The fire had died down. Barnaby gathered himself out of his chair, and put his empty glass back on the table. Silvie was herself again; the book was nearly ready; he had finished with the dentist for another six months. A delightful world. And Chloe—the best company in it— always there. He would ring her up to-morrow. Heaven to be with her again. Chloe!
He went to bed.
4
It was Chloe who rang up.
‘Hallo, darling,’ she said, so quietly that he could hardly hear. ‘I’m sorry about last night. Is it all right?’
‘Thank God, yes. It was My Humby. Appendicitis, and looked rather bad for a moment. I was terrified.’
‘Was that Silvie with you?’
‘Yes. He was at St George’s just round the corner, and she had nowhere to go. So she came and helped me with the book, while we waited for news.’
There was a little silence; and then she said, as if she were thinking of something else, ‘You were going to show me those puzzles he makes. You never did.’
‘I’m sorry, darling, I forgot all about it. I’ll bring them next time. When will that be, sweetheart?’

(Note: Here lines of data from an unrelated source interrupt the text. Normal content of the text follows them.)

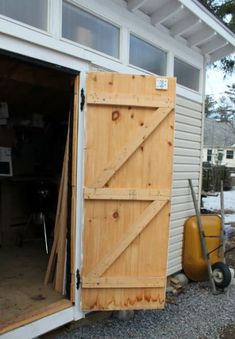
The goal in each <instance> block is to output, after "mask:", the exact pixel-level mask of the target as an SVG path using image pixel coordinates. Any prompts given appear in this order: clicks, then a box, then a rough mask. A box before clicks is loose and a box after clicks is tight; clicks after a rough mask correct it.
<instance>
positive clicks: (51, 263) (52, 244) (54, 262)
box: [44, 156, 65, 285]
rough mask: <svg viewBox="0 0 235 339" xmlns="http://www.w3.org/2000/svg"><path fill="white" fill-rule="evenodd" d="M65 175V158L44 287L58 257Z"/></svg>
mask: <svg viewBox="0 0 235 339" xmlns="http://www.w3.org/2000/svg"><path fill="white" fill-rule="evenodd" d="M64 175H65V156H64V160H63V166H62V173H61V178H60V187H59V194H58V201H57V208H56V217H55V227H54V239H53V244H52V248H51V252H50V256H49V260H48V264H47V270H46V274H45V278H44V285H47V284H48V283H49V281H51V279H52V271H53V268H54V267H55V262H56V259H55V255H56V247H57V242H58V236H59V231H58V227H57V225H58V220H59V216H60V210H61V202H62V195H63V188H64V186H63V184H62V183H63V182H64Z"/></svg>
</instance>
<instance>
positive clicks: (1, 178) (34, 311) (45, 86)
mask: <svg viewBox="0 0 235 339" xmlns="http://www.w3.org/2000/svg"><path fill="white" fill-rule="evenodd" d="M74 79H75V76H74V75H73V74H71V73H69V72H65V70H63V69H60V68H58V69H56V67H54V68H50V67H49V66H48V65H47V66H45V65H41V64H36V63H34V62H33V61H30V62H29V61H26V60H22V59H19V58H16V57H15V56H9V55H0V246H1V248H0V268H1V269H0V333H1V331H4V329H6V328H7V327H9V326H12V324H13V323H17V322H18V323H20V322H22V324H23V323H24V320H25V319H29V318H30V317H35V316H36V314H40V312H47V314H50V312H51V311H52V310H53V309H54V307H55V308H57V309H59V308H65V307H66V306H67V307H68V305H71V302H70V301H69V298H70V293H69V289H68V288H67V285H69V283H68V284H66V283H65V286H63V291H61V292H58V291H55V289H54V284H55V282H54V281H53V279H52V281H51V282H50V283H49V284H47V285H45V284H44V279H45V274H46V270H47V265H48V260H49V253H50V250H51V247H52V244H53V241H54V227H55V222H56V211H57V205H58V192H59V189H60V185H61V181H62V179H61V177H62V175H61V173H62V168H63V163H64V155H65V148H66V147H65V145H66V136H67V133H68V130H69V129H68V126H69V125H70V122H71V120H72V119H70V118H69V116H70V115H71V112H72V107H73V97H74ZM67 204H68V205H67V206H70V194H68V202H67ZM66 225H67V226H66V227H67V229H66V232H67V234H68V233H69V226H68V225H70V223H69V214H68V215H67V220H66ZM67 242H68V244H67V257H69V241H68V240H67ZM68 277H69V266H68V265H67V266H66V273H65V281H67V280H66V279H69V278H68ZM13 327H14V326H13Z"/></svg>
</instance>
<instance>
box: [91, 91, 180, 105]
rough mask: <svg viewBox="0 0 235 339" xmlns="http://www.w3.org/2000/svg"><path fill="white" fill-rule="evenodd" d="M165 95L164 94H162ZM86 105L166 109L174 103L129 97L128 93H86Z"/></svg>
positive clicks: (156, 96)
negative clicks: (86, 102)
mask: <svg viewBox="0 0 235 339" xmlns="http://www.w3.org/2000/svg"><path fill="white" fill-rule="evenodd" d="M164 94H165V93H164ZM87 104H88V105H89V104H94V105H118V106H136V107H152V108H161V107H162V108H167V107H174V104H175V103H174V101H173V100H172V99H171V98H169V97H167V95H165V97H163V98H161V97H159V96H151V95H150V96H147V95H145V96H144V95H143V96H142V95H141V96H140V95H137V94H134V95H130V93H126V94H125V93H113V94H112V93H108V92H107V93H100V92H99V93H95V92H91V93H87Z"/></svg>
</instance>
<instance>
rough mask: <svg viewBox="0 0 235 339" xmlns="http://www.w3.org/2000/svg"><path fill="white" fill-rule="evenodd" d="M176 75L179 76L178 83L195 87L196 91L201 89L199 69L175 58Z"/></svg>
mask: <svg viewBox="0 0 235 339" xmlns="http://www.w3.org/2000/svg"><path fill="white" fill-rule="evenodd" d="M174 75H175V77H176V78H177V83H178V84H180V85H183V86H185V87H188V88H190V89H193V90H194V91H199V78H200V70H199V69H197V68H195V67H193V66H191V65H189V64H187V63H186V62H184V61H182V60H179V59H177V58H175V60H174Z"/></svg>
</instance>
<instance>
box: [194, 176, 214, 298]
mask: <svg viewBox="0 0 235 339" xmlns="http://www.w3.org/2000/svg"><path fill="white" fill-rule="evenodd" d="M188 181H189V186H190V189H191V194H192V198H193V204H194V208H195V212H196V218H197V226H198V232H199V236H200V242H201V247H202V255H203V257H204V259H205V261H206V263H207V270H208V275H209V280H210V283H211V287H212V292H213V294H217V290H216V286H215V282H214V278H213V272H212V268H211V261H210V256H209V254H208V252H207V247H206V240H205V234H204V231H203V227H202V220H201V215H200V212H199V208H198V204H197V200H196V195H195V192H194V189H193V185H192V180H191V179H188Z"/></svg>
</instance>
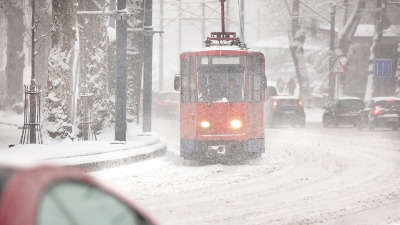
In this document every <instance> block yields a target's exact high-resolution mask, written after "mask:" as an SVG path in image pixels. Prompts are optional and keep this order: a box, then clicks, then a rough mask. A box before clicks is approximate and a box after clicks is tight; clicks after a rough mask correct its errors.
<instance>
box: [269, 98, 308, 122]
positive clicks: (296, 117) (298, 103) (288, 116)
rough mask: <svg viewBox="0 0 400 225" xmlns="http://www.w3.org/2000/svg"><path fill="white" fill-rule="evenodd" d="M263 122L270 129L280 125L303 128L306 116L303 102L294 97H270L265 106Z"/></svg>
mask: <svg viewBox="0 0 400 225" xmlns="http://www.w3.org/2000/svg"><path fill="white" fill-rule="evenodd" d="M265 122H266V125H267V126H270V127H275V126H277V125H282V124H290V125H291V126H292V127H295V126H296V125H298V126H300V127H304V126H305V124H306V114H305V112H304V107H303V102H302V101H301V100H300V99H298V98H296V97H294V96H272V97H270V98H269V99H268V100H267V102H266V104H265Z"/></svg>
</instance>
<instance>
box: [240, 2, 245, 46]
mask: <svg viewBox="0 0 400 225" xmlns="http://www.w3.org/2000/svg"><path fill="white" fill-rule="evenodd" d="M240 39H241V40H240V41H241V42H244V0H240Z"/></svg>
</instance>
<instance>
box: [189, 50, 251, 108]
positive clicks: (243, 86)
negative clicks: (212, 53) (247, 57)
mask: <svg viewBox="0 0 400 225" xmlns="http://www.w3.org/2000/svg"><path fill="white" fill-rule="evenodd" d="M229 58H234V59H229ZM244 62H245V57H236V56H234V57H232V56H229V57H228V56H216V57H212V56H211V57H201V58H198V60H197V69H196V71H197V85H198V87H197V89H198V96H197V98H198V101H199V102H225V101H226V102H241V101H243V100H244V99H243V97H244V92H243V88H244V74H245V73H244V72H245V71H244V69H245V67H244V65H245V63H244ZM231 63H232V64H231ZM228 84H231V87H229V85H228ZM232 86H233V87H232Z"/></svg>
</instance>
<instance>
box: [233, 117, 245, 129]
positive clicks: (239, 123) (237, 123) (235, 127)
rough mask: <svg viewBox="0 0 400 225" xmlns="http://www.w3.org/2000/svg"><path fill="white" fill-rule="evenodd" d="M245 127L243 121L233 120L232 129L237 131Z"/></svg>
mask: <svg viewBox="0 0 400 225" xmlns="http://www.w3.org/2000/svg"><path fill="white" fill-rule="evenodd" d="M242 126H243V124H242V121H241V120H237V119H235V120H231V127H232V128H233V129H235V130H237V129H240V128H241V127H242Z"/></svg>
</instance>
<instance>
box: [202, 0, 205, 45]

‘What are you doing this evening?’
His heart leaped; his brain raced over the possibilities, and rejected them doggedly.
‘Silvie was coming back with me again, and we were going to try and finish off the book—and keep an eye on Humby.’
There was another silence.
‘Are you there, darling?’ asked Barnaby.
‘I didn’t sleep at all last night,’ said Chloe’s quiet voice, ‘that’s why I’m ringing up so early. When do you get to the office?’
‘Ten normally. I was going to be there at half-past nine this morning.’
‘Could you look in here for five minutes on the way? What are you doing now?’
‘Middle of breakfast.’
‘Oh, I’m sorry, darling. I’m always interrupting you.’
‘Never. It’s all the other things which are the interruption. May I have thirty seconds for silent calculation?’
‘Go on with your breakfast while you’re thinking. I’ll hold on.’
Silvie again. Silvie was coming round this morning. She had to be at the office at nine-thirty, so she would be here not later than nine. They would look in at the hospital together. Well, that was all right, she could go on by herself, he needn’t get there till ten.
‘Hallo, darling?’
‘Yes?’
‘Calculations worked out and checked by cross-bearings. I shall be with you at nine-twenty to the dot. Will that be all right, darlingest?’
‘Lovely. Good-bye till then, my dear one.’
What did it mean? What did she want?
He was still wondering as he sent up his name by the porter. The porter, Barnaby thought, must have wondered too, or perhaps he was past wondering.
The outer door was open. He rang and she called ‘Come in, darling’, and again ‘Come in’ from behind her bedroom door.